I will be completely honest. I have an anthropocentric perspective on pretty much everything. I believe that eating meat is okay-- not great, but okay-- because you're sacrificing a lower form of consciousness for a higher consciousness, and that's ethically viable. Probably not the best thing which could happen, but ethically viable nonetheless.
So until nature develops the ability to write poetry or perform opera, I shall remain anthropocentric. Perhaps I should say other parts of nature. Nature did develop the ability to write poetry, and it is us. But none of this Rousseau-type BS about how the hills are alive with the sound of music; I don't believe that. After a few hours in the woods it all begins to look the same to me. A transcendentalist I am not.
But I've always been sort of intrigued by the Gaia hypothesis, that theory which postulates that the Earth is a living organism, hence all of the self-regulation which occurs in the biosphere. It makes an odd amount of sense. And if this is the case, then the most complex form of consciousness in existence is that form of consciousness which is comprised of all other forms-- the Earth itself.

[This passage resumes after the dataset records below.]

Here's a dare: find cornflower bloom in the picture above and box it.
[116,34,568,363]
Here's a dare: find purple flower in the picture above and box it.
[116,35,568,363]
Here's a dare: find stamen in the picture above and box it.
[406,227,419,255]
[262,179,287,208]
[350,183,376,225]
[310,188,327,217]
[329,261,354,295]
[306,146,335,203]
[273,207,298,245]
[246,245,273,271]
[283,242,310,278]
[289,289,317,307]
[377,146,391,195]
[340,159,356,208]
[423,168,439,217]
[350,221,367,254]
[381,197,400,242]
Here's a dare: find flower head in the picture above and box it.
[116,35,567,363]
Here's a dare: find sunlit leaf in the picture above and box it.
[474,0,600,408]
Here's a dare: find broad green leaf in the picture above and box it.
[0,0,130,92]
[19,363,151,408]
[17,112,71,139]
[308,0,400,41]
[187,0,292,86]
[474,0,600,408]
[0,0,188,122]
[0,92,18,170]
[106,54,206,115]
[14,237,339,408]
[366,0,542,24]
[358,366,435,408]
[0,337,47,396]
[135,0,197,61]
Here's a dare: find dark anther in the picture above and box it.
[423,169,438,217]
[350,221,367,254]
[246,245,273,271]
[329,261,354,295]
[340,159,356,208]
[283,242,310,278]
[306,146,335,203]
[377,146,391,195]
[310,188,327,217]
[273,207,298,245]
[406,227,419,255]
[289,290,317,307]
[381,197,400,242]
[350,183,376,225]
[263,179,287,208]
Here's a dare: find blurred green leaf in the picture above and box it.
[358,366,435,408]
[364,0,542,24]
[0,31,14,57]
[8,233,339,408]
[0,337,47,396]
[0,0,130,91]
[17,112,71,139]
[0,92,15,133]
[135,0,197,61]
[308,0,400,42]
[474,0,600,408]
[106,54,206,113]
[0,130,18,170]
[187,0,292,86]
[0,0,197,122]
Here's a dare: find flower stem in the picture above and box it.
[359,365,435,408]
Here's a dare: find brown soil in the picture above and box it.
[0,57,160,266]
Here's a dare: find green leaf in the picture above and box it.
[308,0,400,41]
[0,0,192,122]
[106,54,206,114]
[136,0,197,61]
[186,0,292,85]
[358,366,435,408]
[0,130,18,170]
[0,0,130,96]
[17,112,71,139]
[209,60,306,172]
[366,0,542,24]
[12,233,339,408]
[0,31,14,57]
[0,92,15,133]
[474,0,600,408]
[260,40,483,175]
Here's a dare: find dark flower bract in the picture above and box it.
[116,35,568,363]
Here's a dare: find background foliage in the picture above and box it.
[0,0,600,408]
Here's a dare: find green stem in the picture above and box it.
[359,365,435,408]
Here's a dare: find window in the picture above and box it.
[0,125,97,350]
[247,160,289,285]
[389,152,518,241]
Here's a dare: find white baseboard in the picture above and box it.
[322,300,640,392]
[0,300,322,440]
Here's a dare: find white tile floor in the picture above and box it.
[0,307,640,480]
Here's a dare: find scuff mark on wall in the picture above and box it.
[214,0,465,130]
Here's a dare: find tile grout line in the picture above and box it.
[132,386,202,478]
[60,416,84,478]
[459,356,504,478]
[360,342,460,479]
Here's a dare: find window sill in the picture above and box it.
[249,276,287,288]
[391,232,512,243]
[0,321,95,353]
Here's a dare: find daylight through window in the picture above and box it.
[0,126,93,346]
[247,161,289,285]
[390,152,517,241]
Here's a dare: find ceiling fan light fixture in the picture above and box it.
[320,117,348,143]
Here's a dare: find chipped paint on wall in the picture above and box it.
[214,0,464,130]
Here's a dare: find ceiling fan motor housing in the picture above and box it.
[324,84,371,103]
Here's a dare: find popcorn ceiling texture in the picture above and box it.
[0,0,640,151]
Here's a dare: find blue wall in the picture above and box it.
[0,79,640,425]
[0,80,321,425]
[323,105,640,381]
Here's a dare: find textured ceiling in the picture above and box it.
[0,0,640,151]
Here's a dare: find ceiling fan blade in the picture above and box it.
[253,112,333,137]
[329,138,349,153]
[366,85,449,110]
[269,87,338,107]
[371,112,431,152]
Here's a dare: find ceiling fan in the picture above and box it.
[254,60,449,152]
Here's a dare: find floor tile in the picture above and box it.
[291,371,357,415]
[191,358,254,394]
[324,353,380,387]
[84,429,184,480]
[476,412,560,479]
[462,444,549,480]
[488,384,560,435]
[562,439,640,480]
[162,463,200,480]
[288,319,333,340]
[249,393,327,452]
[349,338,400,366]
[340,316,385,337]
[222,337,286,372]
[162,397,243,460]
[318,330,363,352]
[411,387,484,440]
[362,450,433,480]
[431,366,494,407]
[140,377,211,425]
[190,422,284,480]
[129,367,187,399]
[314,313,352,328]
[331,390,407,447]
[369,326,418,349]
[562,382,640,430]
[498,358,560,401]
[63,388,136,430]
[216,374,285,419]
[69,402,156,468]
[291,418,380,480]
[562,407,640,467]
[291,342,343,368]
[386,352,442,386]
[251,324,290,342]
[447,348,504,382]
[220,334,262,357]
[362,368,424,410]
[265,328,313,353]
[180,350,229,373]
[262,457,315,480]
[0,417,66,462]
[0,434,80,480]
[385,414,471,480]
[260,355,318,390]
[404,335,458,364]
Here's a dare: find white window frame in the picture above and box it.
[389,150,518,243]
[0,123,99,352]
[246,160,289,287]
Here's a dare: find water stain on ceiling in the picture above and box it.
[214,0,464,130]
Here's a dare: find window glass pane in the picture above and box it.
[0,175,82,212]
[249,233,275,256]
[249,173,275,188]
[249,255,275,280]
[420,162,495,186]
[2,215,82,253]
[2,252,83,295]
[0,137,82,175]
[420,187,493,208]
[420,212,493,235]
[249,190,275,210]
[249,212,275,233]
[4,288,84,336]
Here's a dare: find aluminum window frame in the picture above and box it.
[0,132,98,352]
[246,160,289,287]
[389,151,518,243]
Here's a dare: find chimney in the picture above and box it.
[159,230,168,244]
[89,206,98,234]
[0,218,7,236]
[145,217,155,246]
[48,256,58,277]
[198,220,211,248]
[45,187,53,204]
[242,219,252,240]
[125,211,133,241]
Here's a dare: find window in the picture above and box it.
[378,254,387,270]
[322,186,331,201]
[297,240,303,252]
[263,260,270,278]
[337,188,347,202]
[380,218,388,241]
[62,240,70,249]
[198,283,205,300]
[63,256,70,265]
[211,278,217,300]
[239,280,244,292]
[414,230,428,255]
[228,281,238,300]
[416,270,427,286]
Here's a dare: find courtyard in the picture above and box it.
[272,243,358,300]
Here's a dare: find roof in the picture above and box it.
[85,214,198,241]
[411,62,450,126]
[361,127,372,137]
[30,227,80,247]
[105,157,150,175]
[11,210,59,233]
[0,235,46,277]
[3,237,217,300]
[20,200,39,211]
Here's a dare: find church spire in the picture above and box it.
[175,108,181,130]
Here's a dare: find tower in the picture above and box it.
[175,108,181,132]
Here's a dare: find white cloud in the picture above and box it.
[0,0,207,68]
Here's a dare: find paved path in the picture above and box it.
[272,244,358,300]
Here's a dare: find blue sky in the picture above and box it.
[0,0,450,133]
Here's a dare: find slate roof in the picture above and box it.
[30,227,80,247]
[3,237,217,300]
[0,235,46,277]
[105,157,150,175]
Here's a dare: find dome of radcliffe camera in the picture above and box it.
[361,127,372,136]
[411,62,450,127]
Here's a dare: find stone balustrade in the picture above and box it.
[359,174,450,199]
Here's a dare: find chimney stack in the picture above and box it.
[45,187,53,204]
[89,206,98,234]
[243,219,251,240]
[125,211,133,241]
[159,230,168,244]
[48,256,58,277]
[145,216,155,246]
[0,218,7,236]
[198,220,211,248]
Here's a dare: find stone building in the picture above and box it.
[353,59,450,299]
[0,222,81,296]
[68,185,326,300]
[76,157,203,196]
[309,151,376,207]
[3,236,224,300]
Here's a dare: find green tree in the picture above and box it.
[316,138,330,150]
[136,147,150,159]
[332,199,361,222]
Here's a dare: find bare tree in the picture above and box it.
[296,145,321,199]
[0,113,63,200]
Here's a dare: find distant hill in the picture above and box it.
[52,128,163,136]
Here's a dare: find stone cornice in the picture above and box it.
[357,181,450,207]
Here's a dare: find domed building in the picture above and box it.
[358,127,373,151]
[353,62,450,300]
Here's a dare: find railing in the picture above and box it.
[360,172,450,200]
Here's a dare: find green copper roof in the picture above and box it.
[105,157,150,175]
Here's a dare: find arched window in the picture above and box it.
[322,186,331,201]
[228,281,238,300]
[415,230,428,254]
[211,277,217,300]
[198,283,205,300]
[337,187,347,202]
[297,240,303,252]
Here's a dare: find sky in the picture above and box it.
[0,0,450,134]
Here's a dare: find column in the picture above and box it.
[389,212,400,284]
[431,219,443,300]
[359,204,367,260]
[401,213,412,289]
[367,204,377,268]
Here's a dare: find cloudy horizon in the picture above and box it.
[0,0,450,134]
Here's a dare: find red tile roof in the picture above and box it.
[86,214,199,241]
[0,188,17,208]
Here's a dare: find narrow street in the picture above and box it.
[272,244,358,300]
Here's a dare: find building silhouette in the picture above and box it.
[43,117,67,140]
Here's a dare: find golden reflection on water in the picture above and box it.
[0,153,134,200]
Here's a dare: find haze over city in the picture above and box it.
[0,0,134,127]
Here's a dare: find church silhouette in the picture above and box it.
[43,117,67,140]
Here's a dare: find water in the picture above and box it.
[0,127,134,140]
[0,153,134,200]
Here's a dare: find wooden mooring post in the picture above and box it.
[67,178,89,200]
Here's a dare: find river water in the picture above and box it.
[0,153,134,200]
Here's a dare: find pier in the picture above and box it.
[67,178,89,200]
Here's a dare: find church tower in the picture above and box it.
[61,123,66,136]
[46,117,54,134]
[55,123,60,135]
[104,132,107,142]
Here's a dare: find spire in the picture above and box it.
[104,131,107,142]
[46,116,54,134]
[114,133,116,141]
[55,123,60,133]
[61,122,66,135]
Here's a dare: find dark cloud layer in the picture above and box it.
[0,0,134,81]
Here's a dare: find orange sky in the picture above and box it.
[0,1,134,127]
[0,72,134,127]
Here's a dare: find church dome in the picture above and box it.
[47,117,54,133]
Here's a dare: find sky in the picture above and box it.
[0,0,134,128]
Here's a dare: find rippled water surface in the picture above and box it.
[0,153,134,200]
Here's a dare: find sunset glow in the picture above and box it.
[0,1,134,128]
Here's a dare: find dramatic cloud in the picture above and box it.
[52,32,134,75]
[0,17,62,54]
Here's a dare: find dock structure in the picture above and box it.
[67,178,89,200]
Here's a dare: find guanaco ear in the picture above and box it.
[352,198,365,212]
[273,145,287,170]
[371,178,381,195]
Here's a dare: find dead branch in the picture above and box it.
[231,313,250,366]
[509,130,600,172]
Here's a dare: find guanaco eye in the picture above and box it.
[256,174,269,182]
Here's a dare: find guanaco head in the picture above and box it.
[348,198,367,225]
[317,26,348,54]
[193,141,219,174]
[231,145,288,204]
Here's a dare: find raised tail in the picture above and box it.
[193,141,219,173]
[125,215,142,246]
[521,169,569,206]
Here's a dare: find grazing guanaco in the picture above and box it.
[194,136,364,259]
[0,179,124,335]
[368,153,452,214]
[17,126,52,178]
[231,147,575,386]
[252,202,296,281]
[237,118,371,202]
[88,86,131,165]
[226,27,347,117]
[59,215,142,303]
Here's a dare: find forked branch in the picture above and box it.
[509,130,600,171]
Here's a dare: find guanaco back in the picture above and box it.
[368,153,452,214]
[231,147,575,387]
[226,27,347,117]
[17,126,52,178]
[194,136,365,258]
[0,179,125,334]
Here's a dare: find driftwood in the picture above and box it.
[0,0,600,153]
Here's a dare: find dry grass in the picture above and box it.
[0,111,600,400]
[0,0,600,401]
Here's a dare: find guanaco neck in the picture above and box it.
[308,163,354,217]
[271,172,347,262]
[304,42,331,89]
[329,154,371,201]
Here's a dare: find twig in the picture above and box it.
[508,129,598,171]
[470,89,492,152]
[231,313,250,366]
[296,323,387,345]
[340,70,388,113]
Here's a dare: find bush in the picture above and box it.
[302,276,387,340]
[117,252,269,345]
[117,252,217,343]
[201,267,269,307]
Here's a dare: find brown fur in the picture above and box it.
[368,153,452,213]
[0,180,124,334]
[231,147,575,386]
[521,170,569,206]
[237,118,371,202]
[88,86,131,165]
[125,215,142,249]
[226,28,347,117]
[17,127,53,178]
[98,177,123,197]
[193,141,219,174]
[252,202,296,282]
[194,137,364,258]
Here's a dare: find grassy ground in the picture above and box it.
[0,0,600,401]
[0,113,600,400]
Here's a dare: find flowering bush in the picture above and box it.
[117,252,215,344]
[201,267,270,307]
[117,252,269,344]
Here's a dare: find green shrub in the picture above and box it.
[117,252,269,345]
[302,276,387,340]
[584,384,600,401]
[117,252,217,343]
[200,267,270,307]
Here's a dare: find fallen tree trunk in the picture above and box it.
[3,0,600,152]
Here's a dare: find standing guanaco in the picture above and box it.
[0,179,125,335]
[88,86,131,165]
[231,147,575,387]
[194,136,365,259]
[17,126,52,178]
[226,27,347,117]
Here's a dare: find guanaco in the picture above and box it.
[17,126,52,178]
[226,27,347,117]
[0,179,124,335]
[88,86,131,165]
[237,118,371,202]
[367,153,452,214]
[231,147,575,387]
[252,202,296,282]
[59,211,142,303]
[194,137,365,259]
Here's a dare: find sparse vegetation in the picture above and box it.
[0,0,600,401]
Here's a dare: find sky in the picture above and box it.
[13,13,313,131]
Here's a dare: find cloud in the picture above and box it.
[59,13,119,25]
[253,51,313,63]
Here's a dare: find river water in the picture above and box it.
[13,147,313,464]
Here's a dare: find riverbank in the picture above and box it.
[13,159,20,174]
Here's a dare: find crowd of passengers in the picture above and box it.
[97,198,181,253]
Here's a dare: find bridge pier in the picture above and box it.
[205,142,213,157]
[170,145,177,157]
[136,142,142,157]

Whether it could be called a conscious being or not, the Earth is undeniably complex and all parts of it intricately interconnected, and I think if we have a responsibility to anything other than ourselves, it is that interconnectedness, the glorious richness of it, and the mystery, that something less than conscious can juggle a mind-boggling number of factors and create ecosystems which we, with all our culture and poetry, could never fabricate and are only beginning to comprehend.